Monday, October 12, 2009

When The Need Exceeds The Means

I guess they should just beg a charity or something:
Desperation Reigns In Detroit

You may have heard by now of the crush of Detroiters who descended on Cobo Hall this week to apply for homelessness prevention assistance.  50,000 - 60,000 residents have received applications for 3,400 packages of up to $3,000 to cover utility bills and fees associated with keeping one's home or moving into a new one.

The Detroit Free Press Editorial team beat me to the Katrina metaphors, and even threw in "tsunami" for good measure to describe Detroit's economic disaster.

It’s not just Detroit. The tsunami that is our economic collapse has created a tremendous demand for assistance all around the country, even here in Nashville.
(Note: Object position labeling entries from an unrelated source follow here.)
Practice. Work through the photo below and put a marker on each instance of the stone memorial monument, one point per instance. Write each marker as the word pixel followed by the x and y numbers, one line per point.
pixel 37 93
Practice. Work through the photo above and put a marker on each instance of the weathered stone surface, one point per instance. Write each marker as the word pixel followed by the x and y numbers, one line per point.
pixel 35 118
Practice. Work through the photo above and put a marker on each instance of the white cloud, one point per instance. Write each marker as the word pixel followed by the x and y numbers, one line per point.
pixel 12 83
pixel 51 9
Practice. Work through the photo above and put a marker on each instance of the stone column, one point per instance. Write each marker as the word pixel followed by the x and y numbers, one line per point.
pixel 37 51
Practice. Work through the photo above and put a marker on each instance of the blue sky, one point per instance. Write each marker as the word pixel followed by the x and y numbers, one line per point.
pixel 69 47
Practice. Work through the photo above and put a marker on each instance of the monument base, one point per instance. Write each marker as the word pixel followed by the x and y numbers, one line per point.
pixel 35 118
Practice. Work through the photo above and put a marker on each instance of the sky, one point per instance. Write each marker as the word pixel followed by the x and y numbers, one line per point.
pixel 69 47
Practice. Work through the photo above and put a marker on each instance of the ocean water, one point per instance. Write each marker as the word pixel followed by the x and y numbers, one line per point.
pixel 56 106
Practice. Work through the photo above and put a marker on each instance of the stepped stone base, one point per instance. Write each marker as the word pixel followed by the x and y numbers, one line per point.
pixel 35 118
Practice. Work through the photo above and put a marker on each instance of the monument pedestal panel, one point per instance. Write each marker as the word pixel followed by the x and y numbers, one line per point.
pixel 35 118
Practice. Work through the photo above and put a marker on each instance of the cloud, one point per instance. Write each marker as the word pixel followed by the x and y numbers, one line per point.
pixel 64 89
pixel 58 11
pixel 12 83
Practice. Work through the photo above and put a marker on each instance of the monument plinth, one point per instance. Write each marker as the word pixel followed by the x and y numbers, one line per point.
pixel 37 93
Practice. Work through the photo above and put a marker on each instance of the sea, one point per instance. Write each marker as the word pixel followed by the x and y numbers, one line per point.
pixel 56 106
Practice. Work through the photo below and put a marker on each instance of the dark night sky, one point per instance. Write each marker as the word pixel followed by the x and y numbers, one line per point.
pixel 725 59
Here’s a little secret: in Nashville, we’ve been seeing signs of economic hardship for the past five years. Even before the total collapse of September 2008, a whole class of people were left out of the “Bush boom”: people who worked two and even three jobs, single mothers, people without health insurance.
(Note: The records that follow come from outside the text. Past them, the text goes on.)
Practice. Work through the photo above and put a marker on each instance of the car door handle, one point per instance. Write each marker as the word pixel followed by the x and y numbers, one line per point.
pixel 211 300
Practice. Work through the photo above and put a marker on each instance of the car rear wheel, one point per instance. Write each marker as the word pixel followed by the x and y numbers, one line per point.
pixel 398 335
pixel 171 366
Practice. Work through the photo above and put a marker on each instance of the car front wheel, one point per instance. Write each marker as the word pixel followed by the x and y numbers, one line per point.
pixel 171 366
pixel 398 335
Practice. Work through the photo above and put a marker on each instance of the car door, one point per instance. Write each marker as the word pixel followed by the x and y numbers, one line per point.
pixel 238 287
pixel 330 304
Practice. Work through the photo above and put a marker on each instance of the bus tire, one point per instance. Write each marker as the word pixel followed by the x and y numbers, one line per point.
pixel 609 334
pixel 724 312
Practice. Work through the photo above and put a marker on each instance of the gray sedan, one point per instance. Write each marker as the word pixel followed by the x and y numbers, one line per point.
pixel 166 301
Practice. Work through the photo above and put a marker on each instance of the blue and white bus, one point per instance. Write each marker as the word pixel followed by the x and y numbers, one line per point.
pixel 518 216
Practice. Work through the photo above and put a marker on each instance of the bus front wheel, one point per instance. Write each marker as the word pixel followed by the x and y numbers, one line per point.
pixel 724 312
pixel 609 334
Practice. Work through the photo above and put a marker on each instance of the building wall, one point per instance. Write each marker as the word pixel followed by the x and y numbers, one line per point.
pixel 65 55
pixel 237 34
The people our last president described as "uniquely American” with neither shame nor irony.

These were people that the Republicans, when they held the seat of power in Washington, did absolutely nothing to help. It took a Democratic congress in 2006 to pass an increase in the minimum wage bill for the first time in 12 years.
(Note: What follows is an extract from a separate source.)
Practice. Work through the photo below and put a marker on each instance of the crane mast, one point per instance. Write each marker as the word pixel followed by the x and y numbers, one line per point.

Here in Nashville I am involved with an organization that provides homelessness prevention assistance to the working poor. It’s a faith-based group, started in 2005 when Nashville churches first began seeing a surge of requests for financial help. Let me tell you, the past year has been hard. The number of clients seeking assistance has exploded. Donations from member congregations have held steady, but several of the foundations where non-profits traditionally apply for grant money were affected by the Bernie Madoff scandal and the decline in the stock market.

Fortunately, the government’s economic stimulus has stepped in to make up some of the shortfall. But there isn’t enough to go around. There never is, but this year is worse than ever. Imagine, 60,000 people showing up for only 3,400 assistance packages! That’s a crisis. That’s a freaking disaster. And no one is talking about it.

Our economy has been in a hole long before it was fashionable for folks in the media to talk about it. Anyone who works with the poor in their community knows this. So many of the clients helped by the group I work with are single mothers, and that's just heartbreaking. Kids thrown out of their home because mom’s hours got cut back at Dell and now she’s behind on the rent don’t tend to do well in school.

These stories can be found in cities all around the country right now. Call any non-profit or downtown area church and you will hear them. And I hope you will do that and I hope you will offer to help with your time or your money because our communities really need it.

And to you people who keep saying, “I don’t want my money going to X, Y, Z,” I have just three words: Yes, I know.

Yes, I know. That is abundantly clear. And because you “don’t want your money going to” X, Y, Z, you haven’t given it. And we have a tsunami of suffering in our communities as a result.

So either step up to the plate and give more on your own, or the government is going to have to do it with taxes, because we’ve reached a breaking point. You can't have 60,000 people show up for help and only enough funds to help 3,400 of them. That's not workable and those chicken will come home to roost.